Allora, secondo me, è tempo di essere, è tempo di slegarsi dal sentirsi in ritardo, è tempo di essere in orario con il nostro stesso percorso. Il tempo richiede tempo, la maturazione è un percorso, anche i fiori per sbocciare ci mettono qualche settimana. Eppure, non penso che un seme sia impaziente di diventare un fiore. Dovremmo sentirci più veri, più validi, durante il percorso della vita e non solo nell’effimero attimo del raggiungimento dei nostri obiettivi.
Sembra un’utopia, dal momento che è la stessa scuola o il mondo del lavoro a gettarci in questo meccanismo e a farci inseguire il “mito del tempo libero”.
Il circolo vizioso
Purtroppo, si tratta di un serpente che si morde la coda. Se tutti abbiamo una giornata della durata di 24 ore, possiamo sfruttarla in due modi: lavoro o tempo libero, che è un vero e proprio bene di consumo con un suo costo e un suo impatto sulla qualità della vita. Più si lavora, più si guadagna, ma meno sarà il tempo libero. Con più tempo libero, si lavorerebbe di meno e si guadagnerebbe, di conseguenza, un introito minore. Purtroppo, anche il tempo libero costa: dunque dobbiamo paradossalmente perdere del tempo libero per poterne ottenere altro di qualità relativamente più alta. Questo è il funzionamento del nostro sistema socioeconomico capitalista, che io trovo spersonalizzante e dannoso per le persone.

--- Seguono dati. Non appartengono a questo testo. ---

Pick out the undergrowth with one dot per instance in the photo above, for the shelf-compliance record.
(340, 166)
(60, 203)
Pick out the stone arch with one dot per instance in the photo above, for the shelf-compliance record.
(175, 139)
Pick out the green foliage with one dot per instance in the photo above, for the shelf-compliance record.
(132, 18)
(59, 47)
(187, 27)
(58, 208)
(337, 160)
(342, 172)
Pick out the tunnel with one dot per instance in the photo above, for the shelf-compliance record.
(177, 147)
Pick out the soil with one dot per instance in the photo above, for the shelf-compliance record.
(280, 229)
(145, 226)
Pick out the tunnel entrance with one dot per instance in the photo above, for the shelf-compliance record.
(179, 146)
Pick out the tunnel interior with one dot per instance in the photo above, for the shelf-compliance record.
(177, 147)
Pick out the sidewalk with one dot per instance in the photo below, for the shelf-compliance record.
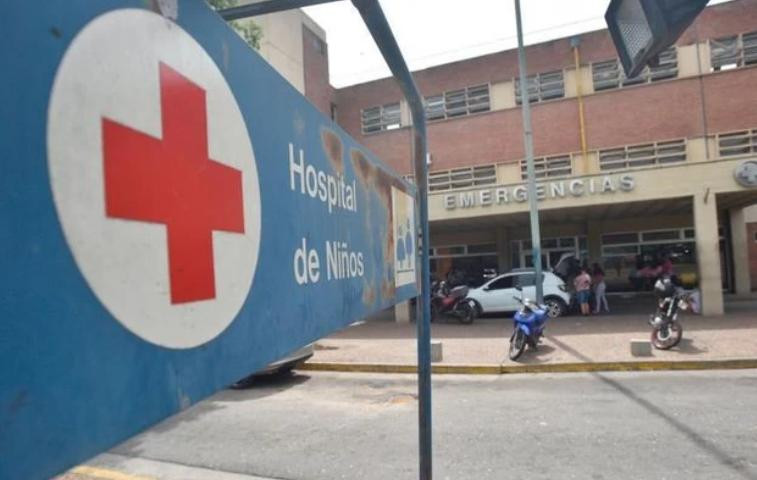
(568, 340)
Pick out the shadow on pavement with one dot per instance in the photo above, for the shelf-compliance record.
(738, 466)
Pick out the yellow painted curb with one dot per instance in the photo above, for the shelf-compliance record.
(106, 474)
(648, 365)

Sicuramente, un lavoro maggiore porta più produttività e più ricchezza a noi e allo stato, ma noi come ci sentiamo? Ne vale davvero la pena? Secondo me, qualcosa dovrebbe essere modificato.
Da 5 a 4
Uno dei modi per allentare la presa del tempo sulle persone, potrebbe essere ridurre la settimana lavorativa da 5 a 4 giorni: l’idea fondamentale è quella di poter ottenere in meno ore gli stessi risultati del sistema lavorativo precedente. Questa è stata una proposta recentemente avanzata negli Stati Uniti e fortemente promossa in Giappone, che secondo me potrebbe giovare alle persone in vari sensi.

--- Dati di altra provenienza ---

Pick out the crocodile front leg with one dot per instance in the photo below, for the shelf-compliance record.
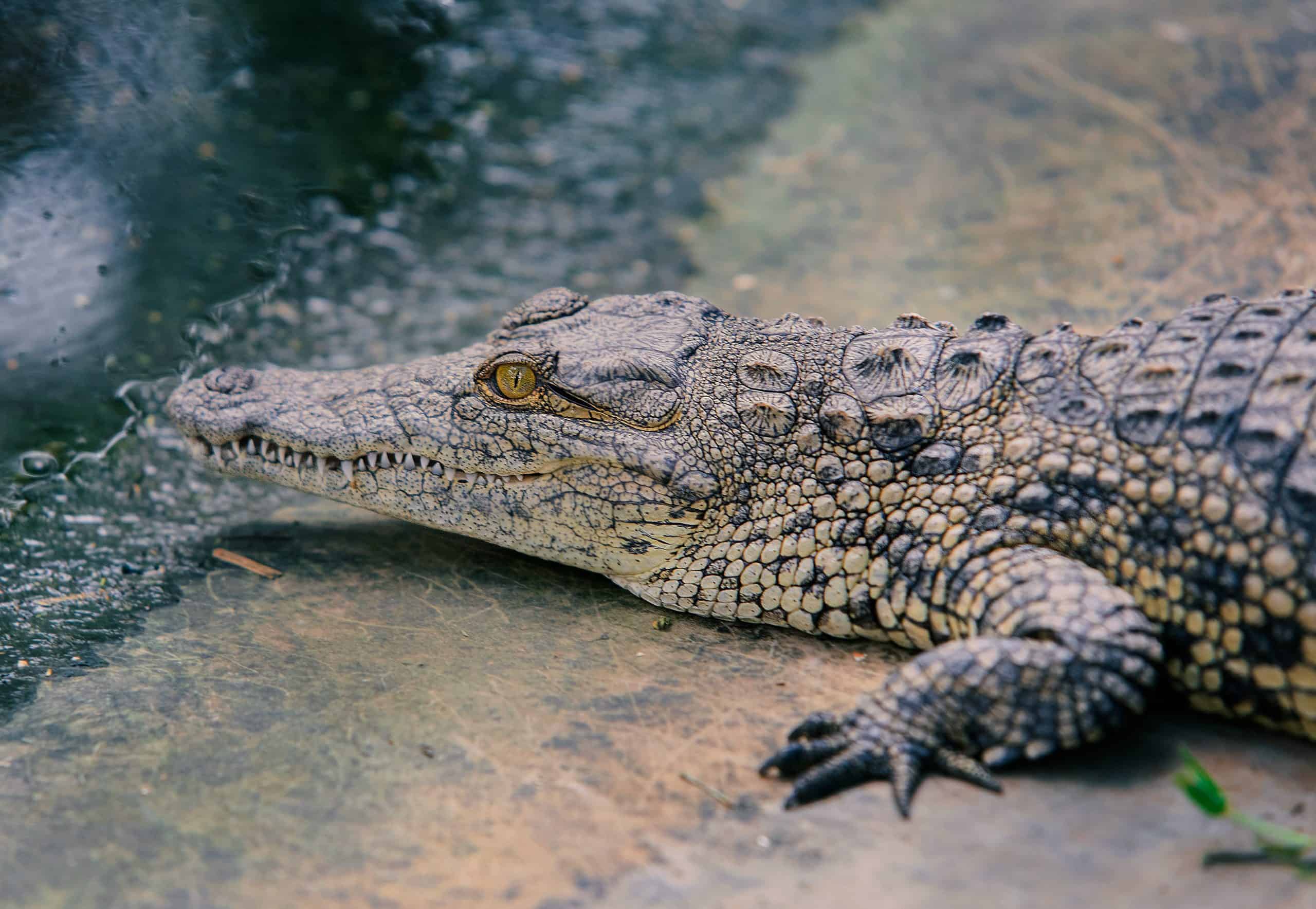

Innanzitutto, è stato dimostrato che la produttività della persona decresce all’aumentare delle ore di lavoro: dunque, diminuendo le ore di lavoro si potrebbe migliorare l’operato dei lavoratori dando loro l’opportunità di dedicarsi alle loro priorità personali. Inoltre, questa proposta potrebbe fornire nuove occasioni lavorative a coloro che stanno cercando di inserirsi nel mondo del lavoro. Le compagnie potrebbero raggiungere questo obiettivo in varie maniere: minimizzando i tempi morti, misurando i risultati degli impiegati invece che il numero di ore di presenza, puntando sulla creatività, implementando il lavoro asincrono. Insomma, una sorta di “effetto pigmalione” applicato al mondo del lavoro.

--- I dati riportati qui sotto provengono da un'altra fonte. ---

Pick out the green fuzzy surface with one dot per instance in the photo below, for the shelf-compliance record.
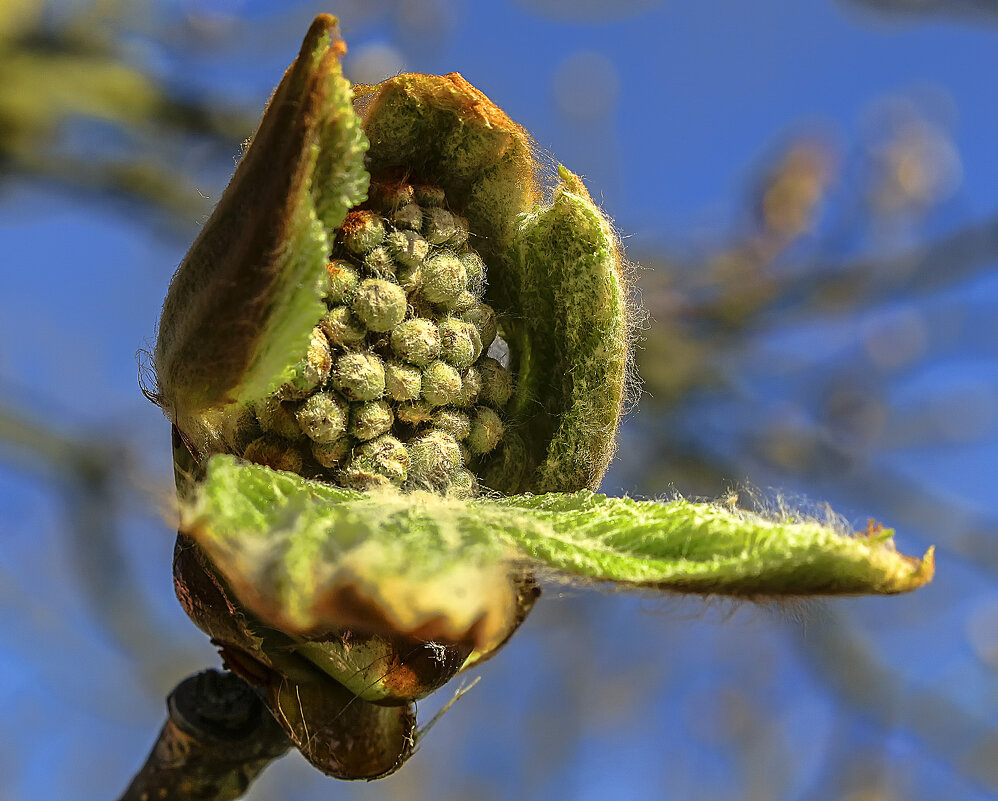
(286, 545)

Esistono punti critici di questa teoria chiaramente, dal momento che è ancora parzialmente in fase di strutturazione e ideazione, ma trovo che sarebbe un ottimo punto di partenza.
Il lavoro è sacro, è nobilitante, è vita. Per questo, non deve diventare un giogo, una tortura, un dolore. Dunque, prima di migliorare la qualità del tempo libero, dovremmo migliorare la qualità del lavoro: alla fine dei conti, siamo sempre noi a vivere entrambi i momenti e meritiamo la felicità in entrambi.